It's also about actually having plenty of crude oil in an inland location of the US. Inland stocks are high on crude so WTI is in contango (prompt under outers) on the futures market. No one is living in fear of getting their next bbl of WTI but there is concern prices will be higher in the future. You can deliver Brent against a WTI contract (with penalties that make it silly in real life). But pumping WTI to the sea to deliver against Brent is damn near impossible.
On the 25th the settles were (from nymex.com -- you have to accept their disclaimer so I can't link to the data directly).

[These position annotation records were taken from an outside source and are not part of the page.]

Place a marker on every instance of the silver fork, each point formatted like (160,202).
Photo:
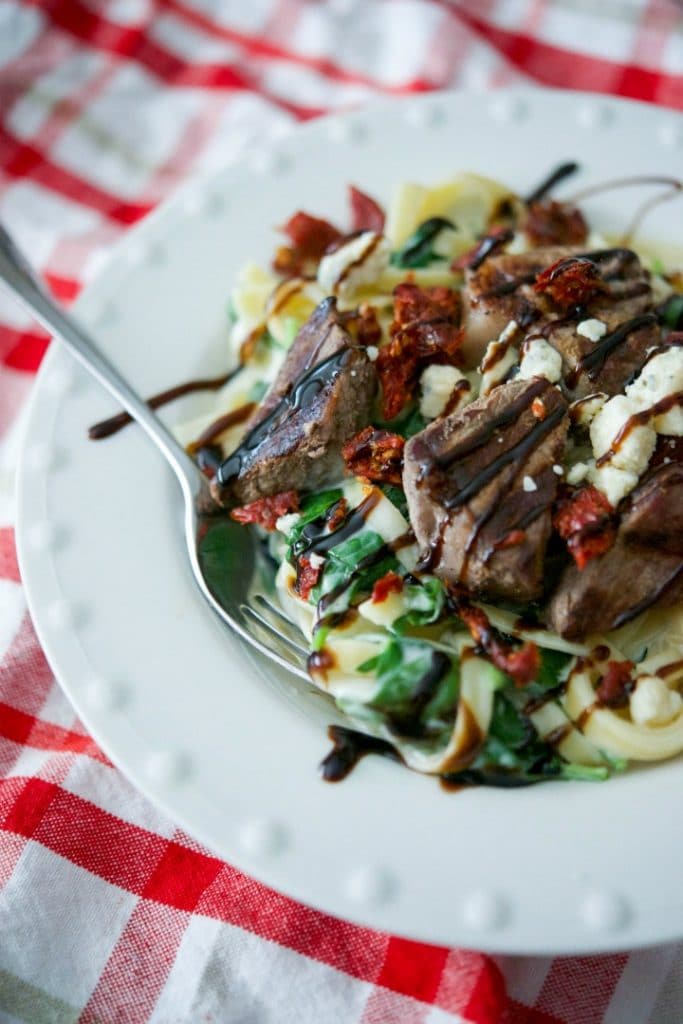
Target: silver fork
(230,569)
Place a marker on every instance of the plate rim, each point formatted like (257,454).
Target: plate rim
(164,799)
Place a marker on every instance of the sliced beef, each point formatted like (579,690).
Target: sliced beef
(323,395)
(654,514)
(321,336)
(613,589)
(479,486)
(644,566)
(502,290)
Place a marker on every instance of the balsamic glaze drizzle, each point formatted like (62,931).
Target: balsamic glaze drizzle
(301,394)
(561,172)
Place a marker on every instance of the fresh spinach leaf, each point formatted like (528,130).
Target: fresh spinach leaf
(396,496)
(418,251)
(425,600)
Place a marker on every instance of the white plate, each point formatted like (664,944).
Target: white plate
(231,753)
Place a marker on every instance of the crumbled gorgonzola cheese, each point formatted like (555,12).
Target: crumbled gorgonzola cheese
(541,359)
(652,702)
(592,329)
(437,384)
(353,265)
(662,376)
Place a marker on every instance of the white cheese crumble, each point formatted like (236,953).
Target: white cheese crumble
(634,451)
(437,384)
(286,523)
(613,483)
(500,357)
(578,473)
(583,410)
(592,329)
(353,265)
(541,359)
(662,376)
(652,702)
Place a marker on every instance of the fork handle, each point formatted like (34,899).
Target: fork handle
(20,280)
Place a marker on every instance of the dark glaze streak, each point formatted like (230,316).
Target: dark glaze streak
(504,419)
(302,393)
(638,420)
(488,245)
(408,723)
(559,174)
(349,747)
(108,427)
(594,360)
(516,454)
(648,601)
(509,286)
(314,540)
(223,423)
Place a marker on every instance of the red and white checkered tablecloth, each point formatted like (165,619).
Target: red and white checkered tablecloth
(108,912)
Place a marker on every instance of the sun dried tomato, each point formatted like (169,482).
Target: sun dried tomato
(265,511)
(363,325)
(413,303)
(367,215)
(424,330)
(390,583)
(307,577)
(521,663)
(571,282)
(553,223)
(584,519)
(615,684)
(377,455)
(309,238)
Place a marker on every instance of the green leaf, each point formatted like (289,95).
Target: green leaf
(396,496)
(312,509)
(416,683)
(426,601)
(672,312)
(418,251)
(554,667)
(509,726)
(345,574)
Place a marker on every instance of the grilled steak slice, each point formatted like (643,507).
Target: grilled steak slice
(654,515)
(296,442)
(502,290)
(643,567)
(321,336)
(479,485)
(613,589)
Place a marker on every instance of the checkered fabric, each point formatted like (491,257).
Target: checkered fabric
(108,912)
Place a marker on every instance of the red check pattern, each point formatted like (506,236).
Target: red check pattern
(108,913)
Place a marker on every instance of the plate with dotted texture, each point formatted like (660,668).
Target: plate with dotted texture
(227,744)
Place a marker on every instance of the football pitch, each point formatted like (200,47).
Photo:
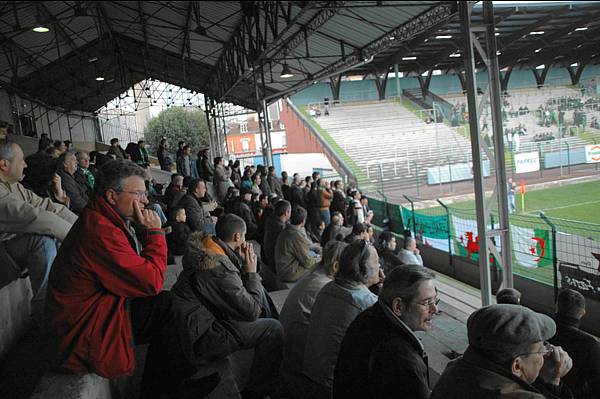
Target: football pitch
(577,202)
(566,206)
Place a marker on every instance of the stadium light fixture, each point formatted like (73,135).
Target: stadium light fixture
(40,28)
(40,24)
(286,73)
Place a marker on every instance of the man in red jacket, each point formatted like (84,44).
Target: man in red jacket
(104,292)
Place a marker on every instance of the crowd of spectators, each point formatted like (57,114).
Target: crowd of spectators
(97,234)
(546,136)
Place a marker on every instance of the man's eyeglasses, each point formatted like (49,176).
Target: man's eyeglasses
(429,303)
(546,350)
(138,194)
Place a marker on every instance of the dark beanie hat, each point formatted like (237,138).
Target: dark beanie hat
(504,328)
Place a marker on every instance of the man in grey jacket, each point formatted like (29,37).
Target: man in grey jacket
(198,218)
(29,228)
(292,259)
(221,290)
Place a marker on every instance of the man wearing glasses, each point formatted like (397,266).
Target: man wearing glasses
(507,357)
(380,356)
(105,286)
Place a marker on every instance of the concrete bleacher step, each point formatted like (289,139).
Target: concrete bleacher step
(78,386)
(14,313)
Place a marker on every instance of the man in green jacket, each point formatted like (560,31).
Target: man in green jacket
(292,258)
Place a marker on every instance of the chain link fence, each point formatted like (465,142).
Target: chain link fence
(552,251)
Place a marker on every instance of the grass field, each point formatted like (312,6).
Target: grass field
(579,202)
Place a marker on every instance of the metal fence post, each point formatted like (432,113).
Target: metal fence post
(416,168)
(554,259)
(450,174)
(540,156)
(412,209)
(568,157)
(449,236)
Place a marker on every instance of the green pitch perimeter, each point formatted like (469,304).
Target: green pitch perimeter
(579,202)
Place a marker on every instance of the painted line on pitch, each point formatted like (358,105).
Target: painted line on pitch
(561,207)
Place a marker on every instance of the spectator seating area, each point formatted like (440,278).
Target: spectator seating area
(390,143)
(355,277)
(532,99)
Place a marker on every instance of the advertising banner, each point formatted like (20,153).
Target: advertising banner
(432,230)
(527,162)
(592,153)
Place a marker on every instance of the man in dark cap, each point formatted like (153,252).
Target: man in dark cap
(584,378)
(507,357)
(508,295)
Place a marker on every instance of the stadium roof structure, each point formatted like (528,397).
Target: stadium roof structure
(528,34)
(82,54)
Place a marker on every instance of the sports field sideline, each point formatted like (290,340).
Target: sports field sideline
(578,202)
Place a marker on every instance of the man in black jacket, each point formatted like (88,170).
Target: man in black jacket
(584,349)
(77,192)
(164,158)
(198,218)
(204,166)
(242,208)
(297,192)
(275,225)
(380,356)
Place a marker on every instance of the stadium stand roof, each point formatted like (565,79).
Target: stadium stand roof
(95,50)
(528,34)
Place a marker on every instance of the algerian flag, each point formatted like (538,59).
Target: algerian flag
(432,230)
(532,248)
(578,250)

WTI RBOB (gasoline) Crack June expired $2.40 $35.6 (to July) July $65.2 $2.31 $31.8 Aug $66.62 $2.25 $27.9 Sept $67.53 $2.18 $24.0 Oct $68.26 $2.02 $16.6 Nov $68.82 $1.95 $13.1 Dec $69.26 $1.92 $11.38
I can't find similar free data on Brent
Those gasoline cracks are about lack of refinery capacity relative to demand. Demand shot through the roof the last 10 years while refining capacity has only been creeping up slowly. Lots of maintenance and accidents this spring has people up tight that we could actually have a real shortage. Also we have predictions of an ugly hurricane season. So plenty of bids and few short sellers on gasoline.